Alors cette fois-ci, je me suis demandé pourquoi! Pourquoi cette réaction chaque fois? Quelles sont la ou les raisons profondes? Je sais bien que j’appréhende toute nouvelle rechute. Mais mise à part, que je ne me sens pas vraiment prête à reprendre les gants de boxe, je dois avouer aussi que je n’ai aucune envie de revivre tout le processus. Est-ce la peur de mourir? Rationnellement, je sais bien qu’un jour je vais mourir. Mais comme je crois à la réincarnation, ce n’est pas le fait de mourir, mais plutôt le fait de mourir de cette maudite tumeur. Il est quelque peu insensé de se mettre en colère contre cela, car il faut bien mourir de quelque chose. Non!

 

J’ai donc mis le doigt sur le bobo et oui, la colère. Je ne me rappelle pas si dans de précédents billets je vous ai parlé des étapes qui suivent l’annonce d’une tumeur au cerveau. Cela s’applique, non seulement à ceux qui ont un diagnostic de tumeur cérébrale, mais à tous ceux concernés par un diagnostic de cancer. Elles sont basées sur les étapes du deuil, puisqu’en quelque sorte c’est un deuil que nous avons à faire. Le deuil de ce que nous étions ou de notre vie avant cette maladie.

 

LE CHOC : C’est notre réaction face au diagnostic. Elle peut se traduire par une grande agitation.

 

LE DÉNI : C’est l’étape qui va s’ajouter, le refus de croire au diagnostic.
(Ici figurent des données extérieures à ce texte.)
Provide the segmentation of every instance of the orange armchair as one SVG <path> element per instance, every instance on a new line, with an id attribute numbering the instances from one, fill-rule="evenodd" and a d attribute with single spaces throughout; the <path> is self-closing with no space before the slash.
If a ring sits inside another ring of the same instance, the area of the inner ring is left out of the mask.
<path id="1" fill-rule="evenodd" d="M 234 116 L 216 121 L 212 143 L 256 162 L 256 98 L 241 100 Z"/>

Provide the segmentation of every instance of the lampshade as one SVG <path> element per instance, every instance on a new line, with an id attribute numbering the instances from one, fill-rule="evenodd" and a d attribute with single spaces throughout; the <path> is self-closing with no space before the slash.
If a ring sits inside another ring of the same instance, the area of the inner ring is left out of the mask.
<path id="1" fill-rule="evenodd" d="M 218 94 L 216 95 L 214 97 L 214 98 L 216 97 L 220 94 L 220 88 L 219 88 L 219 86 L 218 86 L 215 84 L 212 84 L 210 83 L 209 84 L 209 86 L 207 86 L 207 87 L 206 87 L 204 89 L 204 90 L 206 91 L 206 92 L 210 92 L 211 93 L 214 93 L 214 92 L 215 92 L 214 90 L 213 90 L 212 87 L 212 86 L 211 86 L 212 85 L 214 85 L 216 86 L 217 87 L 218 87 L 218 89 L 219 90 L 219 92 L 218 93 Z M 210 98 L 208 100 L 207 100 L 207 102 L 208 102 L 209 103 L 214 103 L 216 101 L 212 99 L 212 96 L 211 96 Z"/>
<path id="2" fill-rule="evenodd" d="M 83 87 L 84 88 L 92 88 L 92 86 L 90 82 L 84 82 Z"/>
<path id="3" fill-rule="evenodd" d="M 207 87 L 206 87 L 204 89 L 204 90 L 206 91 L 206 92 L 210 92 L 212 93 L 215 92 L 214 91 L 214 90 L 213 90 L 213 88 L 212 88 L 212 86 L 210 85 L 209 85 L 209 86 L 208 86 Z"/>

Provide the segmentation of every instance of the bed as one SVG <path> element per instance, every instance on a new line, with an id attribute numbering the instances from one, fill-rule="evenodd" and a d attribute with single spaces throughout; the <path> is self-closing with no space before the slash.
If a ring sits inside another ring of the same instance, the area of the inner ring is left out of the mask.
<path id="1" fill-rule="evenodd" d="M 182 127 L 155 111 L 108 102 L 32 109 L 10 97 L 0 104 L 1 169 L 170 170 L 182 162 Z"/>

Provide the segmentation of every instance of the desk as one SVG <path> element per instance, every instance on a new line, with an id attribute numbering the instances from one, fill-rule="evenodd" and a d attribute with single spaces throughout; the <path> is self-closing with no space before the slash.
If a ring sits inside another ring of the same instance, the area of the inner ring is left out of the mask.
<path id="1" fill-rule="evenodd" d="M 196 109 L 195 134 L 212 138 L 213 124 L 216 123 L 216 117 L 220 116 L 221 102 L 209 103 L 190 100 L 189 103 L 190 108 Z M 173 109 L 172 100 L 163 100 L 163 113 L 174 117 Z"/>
Et quoique cette réaction est plus ou moins brève, il arrive que nous restions bloquées dans cet état ou bien qu’on l’ y revienne pour s’y réfugier.

 

LA COLÈRE : Même si nous sommes confontré au diagnostic, cette étape peut être plus complexe, avec des attitudes de révolte qui peuvent être tournée sur soi ou sur les autres. C’est ainsi que des pulsions peuvent nous pousser à avoir des comportements, que l’on ne comprend pas nous-mêmes. Sans compter que l’on se demande pourquoi  et que l’on trouve cela injuste.

 

L’ABATTEMENT : La tension que provoque la colère peut engendrer un épuisement. Mêlant tout à la fois le choc initial, le déni et la colère, on peut en arriver à vivre un abattement plus au moins profond pouvant même mener à la dépression.

 

LA RÉSIGNATION : Il arrive que la résistance de notre corps nous conduise vers l’abandon de cette lutte. C’est le cas, lorsque l’on met comme dirait, le couvercle par-dessus la situation. II arrive aussi que l’on se réfugie dans le déni. Parfois cela peut nous amener à être plus dépressif et d’autres fois plus social, on se laisse porter par le déroulement de la vie.

 

L’ACCEPTATION : Après la résignation vient l’acceptation. Il y aura encore des manifestations des états antérieurs, mais les périodes d’abattement seront moins longues. La vie reprend son cours.

 

LA RÉSILIENCE : C’est l’intégration de cette expérience. Ce qui au début était un état de souffrance est devenu une ressource en soi, un apaisement, et même un merci pour cette expérience.  Il s’opère alors une transformation qui n’a rien à voir avec l’acceptation.

 

 

A prime à bord, on pourrait penser qu’après cette dernière étape que tout est terminé et que cette transformation se fera ressentir tout au long de notre vie. Non, je crois que tout au long de cette maladie, nous aurons à vivre encore  certaines de ces étapes. Quelques fois  le déni, comme au printemps dernier, où j’aurais dû directement aller voir mon oncologue pour ces maux de tête, au lieu d’attendre des semaines avant de la contacter.

 

D’autres fois  la colère, comme celle qui gronde en moi parce qu’inévitablement chaque contrôle me ramène à mes peurs, mes angoisses face aux résultats. Et sans oublier les rechutes, où l’on doit refaire tout le parcours.